Player A carries on for another 10 hands, winning seven and losing three, netting $140. But he is down to $93 and change, in theory. Player A carries on for a while—let’s hope for an average three or four hours, in which case we should hold our 14 percent—and eventually leaves with $500. What happened there? Drop $100, lose $400. In the words of Charles Dickens’ Mr. Micawber, “result misery.” Hold percentage: minus a lot.

Never mind, there are lots of other Player A’s we can average out to come up with our magical 14 percent hold. On average, they turn over their money enough times to average out to 14 percent. Or so we hope.

But you can’t teach your customers how to be customers, though it would be nice if we could. The conversation might go something like this: “Excuse me Player A, you can’t leave now, you need to turn your money over another 12 times in order for us to meet our ‘expected gain.’ Oh, and by the way, I would prefer it if you did not cash out your winnings until you are done playing, as that creates what we call a ‘false drop’ and it’s going to mess up my numbers.”

So all these players are out there just doing as they please, with nary a thought for our back-of-house calculations. How dare they?!

There are a couple of mathematical issues at odds here. First, averages alone can often be misleading. Second, the averaging of averages will seldom produce a result from which an intelligent conclusion can be drawn. To illustrate, allow me to draw a couple of sporting analogies.

Baseball Team A and Baseball Team B produced batting averages last year (2010) of .267 and .274, respectively.

Naturally, one might assume, Team B was the more successful of the two. Except that Team A was the New York Yankees (95–67), and Team B was the Kansas City Royals (67–95). Remember, these are actual averages.

Now, consider the averaging of averages.

Let’s take Mark Teixeira of the New York Yankees, for example. (I confess, at this point, I know more about cricket than baseball, so maybe I can learn something here, too.) Here are some of Teixeira’s “averages”:

Career Batting Average: .286

Regular Season (2010) Average: .256

Post Season (2010) Average: .148

If my math is correct, on average, Teixeira bats … 0.23? Last I heard, Mark was making $20 million a year. Maybe it’s time we checked his file?

Clearly the above, albeit facetious, analysis is absurd. And yet we perform the same analyses of our own hold percentage repeatedly, puzzling at the results.

Over and above the problem of averaging lies another mathematical axiom that cannot be ignored: The Law of Large Numbers.

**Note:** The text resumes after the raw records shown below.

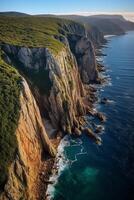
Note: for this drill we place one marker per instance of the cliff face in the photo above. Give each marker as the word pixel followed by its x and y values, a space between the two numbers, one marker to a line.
pixel 57 82
pixel 59 78
pixel 32 141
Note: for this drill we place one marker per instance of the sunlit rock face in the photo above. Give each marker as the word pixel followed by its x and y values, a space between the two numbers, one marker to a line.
pixel 32 142
pixel 53 89
pixel 59 80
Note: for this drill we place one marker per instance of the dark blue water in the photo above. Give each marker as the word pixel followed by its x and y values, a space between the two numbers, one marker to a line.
pixel 106 172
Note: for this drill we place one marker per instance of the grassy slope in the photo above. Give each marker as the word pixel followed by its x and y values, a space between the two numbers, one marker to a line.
pixel 32 31
pixel 10 85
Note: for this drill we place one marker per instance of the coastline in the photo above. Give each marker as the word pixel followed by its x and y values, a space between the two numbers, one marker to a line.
pixel 58 164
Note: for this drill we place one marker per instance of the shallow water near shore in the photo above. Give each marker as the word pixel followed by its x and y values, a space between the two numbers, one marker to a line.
pixel 105 172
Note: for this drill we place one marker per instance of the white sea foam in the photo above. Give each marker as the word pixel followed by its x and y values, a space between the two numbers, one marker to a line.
pixel 108 36
pixel 61 163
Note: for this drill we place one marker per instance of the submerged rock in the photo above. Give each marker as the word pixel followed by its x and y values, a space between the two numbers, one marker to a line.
pixel 105 101
pixel 101 116
pixel 77 131
pixel 98 129
pixel 91 134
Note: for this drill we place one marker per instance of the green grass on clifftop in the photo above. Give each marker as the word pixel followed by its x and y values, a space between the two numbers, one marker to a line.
pixel 10 86
pixel 32 31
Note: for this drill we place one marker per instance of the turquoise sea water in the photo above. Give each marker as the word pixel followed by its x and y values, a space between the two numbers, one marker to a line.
pixel 106 172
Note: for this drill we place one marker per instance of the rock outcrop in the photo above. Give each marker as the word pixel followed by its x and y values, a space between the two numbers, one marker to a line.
pixel 58 80
pixel 57 90
pixel 32 142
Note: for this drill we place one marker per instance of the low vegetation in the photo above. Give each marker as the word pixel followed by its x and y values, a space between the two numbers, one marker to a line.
pixel 10 86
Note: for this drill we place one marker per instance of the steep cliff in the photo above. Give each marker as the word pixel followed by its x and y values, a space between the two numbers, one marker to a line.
pixel 57 79
pixel 31 141
pixel 57 70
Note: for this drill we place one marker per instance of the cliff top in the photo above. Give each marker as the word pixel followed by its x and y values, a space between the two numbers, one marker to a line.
pixel 33 31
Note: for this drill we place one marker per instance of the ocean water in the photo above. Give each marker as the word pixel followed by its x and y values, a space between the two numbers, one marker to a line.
pixel 105 172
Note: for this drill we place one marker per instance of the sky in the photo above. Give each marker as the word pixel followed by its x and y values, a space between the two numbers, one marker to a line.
pixel 84 7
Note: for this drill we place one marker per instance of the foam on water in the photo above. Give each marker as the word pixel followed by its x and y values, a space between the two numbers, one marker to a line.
pixel 61 162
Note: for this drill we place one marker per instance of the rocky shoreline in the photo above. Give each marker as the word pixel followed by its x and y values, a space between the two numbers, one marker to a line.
pixel 49 169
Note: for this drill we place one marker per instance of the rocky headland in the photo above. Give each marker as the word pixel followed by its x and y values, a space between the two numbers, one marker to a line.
pixel 55 62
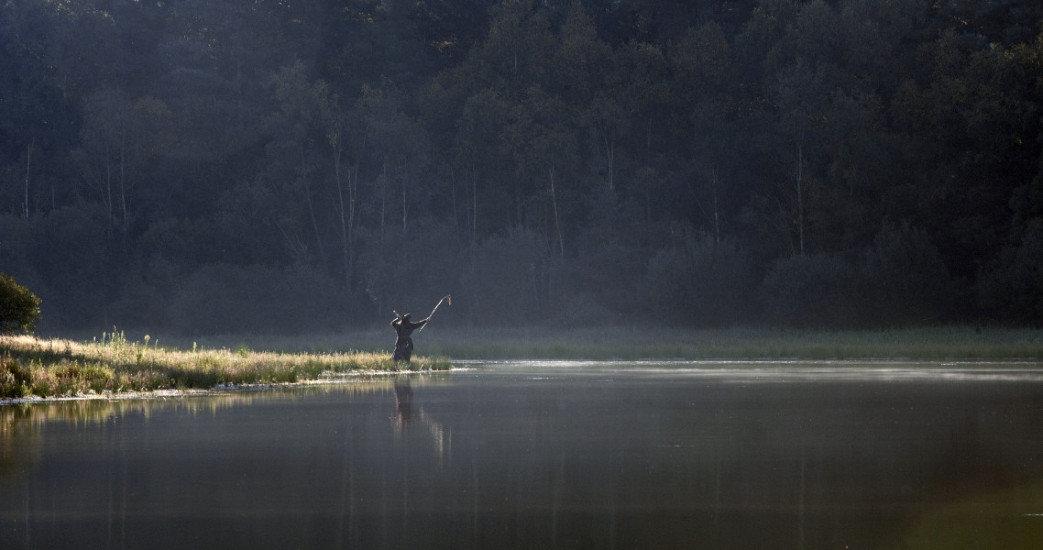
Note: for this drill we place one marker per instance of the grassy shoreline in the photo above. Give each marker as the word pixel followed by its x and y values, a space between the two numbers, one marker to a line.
pixel 31 367
pixel 113 365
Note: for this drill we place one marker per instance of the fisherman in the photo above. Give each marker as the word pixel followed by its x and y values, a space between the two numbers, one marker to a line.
pixel 403 327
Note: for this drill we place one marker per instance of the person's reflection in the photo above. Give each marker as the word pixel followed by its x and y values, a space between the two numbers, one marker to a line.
pixel 407 413
pixel 404 401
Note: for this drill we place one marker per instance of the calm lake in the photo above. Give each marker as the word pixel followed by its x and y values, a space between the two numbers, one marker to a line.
pixel 546 455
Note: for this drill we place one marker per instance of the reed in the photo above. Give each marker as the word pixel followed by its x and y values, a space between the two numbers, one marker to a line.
pixel 112 364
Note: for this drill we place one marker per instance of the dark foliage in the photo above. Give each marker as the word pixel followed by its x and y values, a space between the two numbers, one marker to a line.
pixel 19 307
pixel 276 166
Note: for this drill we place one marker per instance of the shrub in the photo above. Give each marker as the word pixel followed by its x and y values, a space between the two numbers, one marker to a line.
pixel 19 307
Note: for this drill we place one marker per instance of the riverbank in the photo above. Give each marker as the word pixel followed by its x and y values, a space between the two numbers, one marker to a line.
pixel 930 343
pixel 113 365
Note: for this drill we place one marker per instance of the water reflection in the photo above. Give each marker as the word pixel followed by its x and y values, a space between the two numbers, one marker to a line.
pixel 408 413
pixel 616 455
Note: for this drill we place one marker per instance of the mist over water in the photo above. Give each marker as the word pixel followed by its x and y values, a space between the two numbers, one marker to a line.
pixel 546 455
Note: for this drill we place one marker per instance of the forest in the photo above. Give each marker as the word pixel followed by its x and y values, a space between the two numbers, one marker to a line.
pixel 268 166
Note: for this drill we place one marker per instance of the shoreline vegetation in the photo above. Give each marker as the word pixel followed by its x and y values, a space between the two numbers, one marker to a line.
pixel 113 365
pixel 31 367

There is no principle that a small number of observations will converge to the expected value or that a streak of one value will immediately be “balanced” by the others. So says The Law of Large Numbers. One night’s observations (Drawing Night) or Willy the Whale’s play are not large numbers.

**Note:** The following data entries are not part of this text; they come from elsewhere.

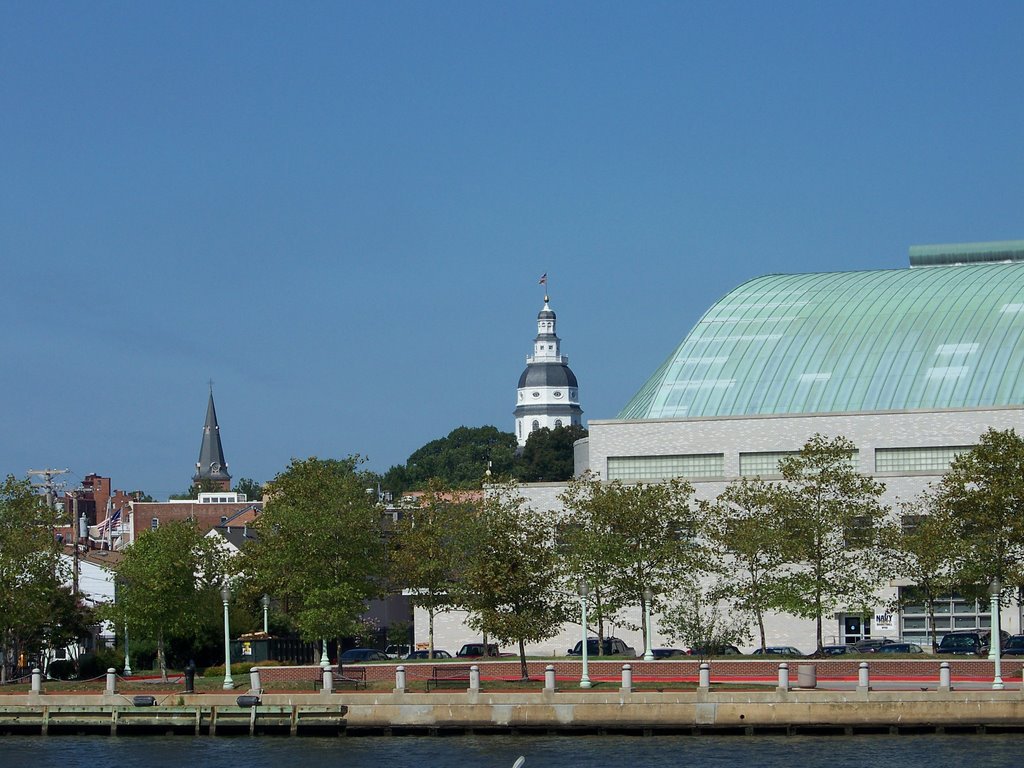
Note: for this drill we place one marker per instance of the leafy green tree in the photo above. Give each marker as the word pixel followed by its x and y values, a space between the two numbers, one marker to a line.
pixel 460 460
pixel 748 536
pixel 983 497
pixel 834 520
pixel 252 489
pixel 167 582
pixel 547 457
pixel 641 537
pixel 511 583
pixel 702 620
pixel 922 544
pixel 427 550
pixel 321 548
pixel 31 572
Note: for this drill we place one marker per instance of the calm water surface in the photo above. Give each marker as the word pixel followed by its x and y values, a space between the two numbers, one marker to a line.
pixel 501 752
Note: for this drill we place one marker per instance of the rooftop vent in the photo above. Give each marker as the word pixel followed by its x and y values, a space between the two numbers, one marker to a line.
pixel 968 253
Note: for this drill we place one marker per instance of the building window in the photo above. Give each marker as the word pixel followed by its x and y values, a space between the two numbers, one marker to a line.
pixel 951 612
pixel 694 466
pixel 763 464
pixel 916 459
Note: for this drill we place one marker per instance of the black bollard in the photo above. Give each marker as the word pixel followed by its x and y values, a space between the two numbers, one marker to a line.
pixel 190 678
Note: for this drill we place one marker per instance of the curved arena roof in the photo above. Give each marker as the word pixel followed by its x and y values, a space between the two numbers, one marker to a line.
pixel 929 337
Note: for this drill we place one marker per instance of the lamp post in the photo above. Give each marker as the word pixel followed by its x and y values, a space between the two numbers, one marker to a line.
pixel 648 652
pixel 585 675
pixel 127 662
pixel 225 595
pixel 265 601
pixel 995 637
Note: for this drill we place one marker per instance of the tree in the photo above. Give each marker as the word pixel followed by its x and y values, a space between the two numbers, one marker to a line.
pixel 922 544
pixel 547 457
pixel 252 489
pixel 834 521
pixel 166 582
pixel 31 572
pixel 321 549
pixel 511 583
pixel 706 622
pixel 983 497
pixel 460 460
pixel 427 551
pixel 748 535
pixel 641 537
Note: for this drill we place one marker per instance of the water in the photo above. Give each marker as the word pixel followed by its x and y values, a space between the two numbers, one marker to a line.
pixel 501 752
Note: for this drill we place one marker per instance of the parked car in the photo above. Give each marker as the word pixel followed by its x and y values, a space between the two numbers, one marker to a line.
pixel 715 650
pixel 356 655
pixel 837 650
pixel 779 650
pixel 612 646
pixel 438 653
pixel 871 644
pixel 475 650
pixel 900 648
pixel 666 653
pixel 396 651
pixel 966 642
pixel 1014 646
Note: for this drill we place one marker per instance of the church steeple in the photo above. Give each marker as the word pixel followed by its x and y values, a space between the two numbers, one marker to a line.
pixel 211 465
pixel 548 394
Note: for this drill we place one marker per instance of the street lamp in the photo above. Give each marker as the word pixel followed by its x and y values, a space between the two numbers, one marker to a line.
pixel 225 595
pixel 648 653
pixel 585 676
pixel 127 672
pixel 265 601
pixel 995 637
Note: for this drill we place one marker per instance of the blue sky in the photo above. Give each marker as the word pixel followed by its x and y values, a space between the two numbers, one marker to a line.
pixel 339 212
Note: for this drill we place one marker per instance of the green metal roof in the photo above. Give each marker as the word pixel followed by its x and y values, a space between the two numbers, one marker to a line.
pixel 935 337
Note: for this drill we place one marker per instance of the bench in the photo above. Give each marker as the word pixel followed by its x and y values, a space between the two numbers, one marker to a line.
pixel 449 675
pixel 354 676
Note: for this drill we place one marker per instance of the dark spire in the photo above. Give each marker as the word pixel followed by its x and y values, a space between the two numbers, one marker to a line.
pixel 211 464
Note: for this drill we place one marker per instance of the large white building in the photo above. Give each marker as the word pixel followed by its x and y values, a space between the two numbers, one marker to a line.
pixel 911 365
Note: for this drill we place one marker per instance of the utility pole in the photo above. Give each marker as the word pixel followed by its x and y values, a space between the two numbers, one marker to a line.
pixel 47 483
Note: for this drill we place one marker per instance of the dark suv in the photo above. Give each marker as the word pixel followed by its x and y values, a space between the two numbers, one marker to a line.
pixel 966 642
pixel 612 647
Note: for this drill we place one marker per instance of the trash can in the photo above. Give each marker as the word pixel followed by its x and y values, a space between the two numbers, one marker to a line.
pixel 807 676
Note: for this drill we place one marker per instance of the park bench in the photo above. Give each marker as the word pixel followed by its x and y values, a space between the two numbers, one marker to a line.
pixel 449 675
pixel 354 676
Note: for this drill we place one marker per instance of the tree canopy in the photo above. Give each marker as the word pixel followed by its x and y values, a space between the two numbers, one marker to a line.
pixel 547 457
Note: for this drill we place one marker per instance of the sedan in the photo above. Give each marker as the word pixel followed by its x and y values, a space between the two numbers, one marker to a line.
pixel 668 653
pixel 899 648
pixel 779 650
pixel 353 655
pixel 438 653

Further, you cannot “take out” the activities of certain players or certain nights to satisfy your expectations. If you do, you arrive at another number, which is neither your “hold percentage” nor any other number I am familiar with. One day, one week, one month are not “large numbers” in terms of assessing hold percentage. Given the (uncontrollable) variables that go into the equation they are, well, just numbers.

So, if 14 percent is your number, then I suggest you collect a “large number” of observations to support it. In the meantime, I would concentrate on a far more important number—let’s call it “volume.” It’s not really a number, but when you have more of it, you make more revenue, because, last time I looked, the customers bust before we do.

I know of two other groups that are not interested in your hold percentage: thieves and bank managers.

Perhaps, like me, they are wondering if the emperor is wearing any clothes.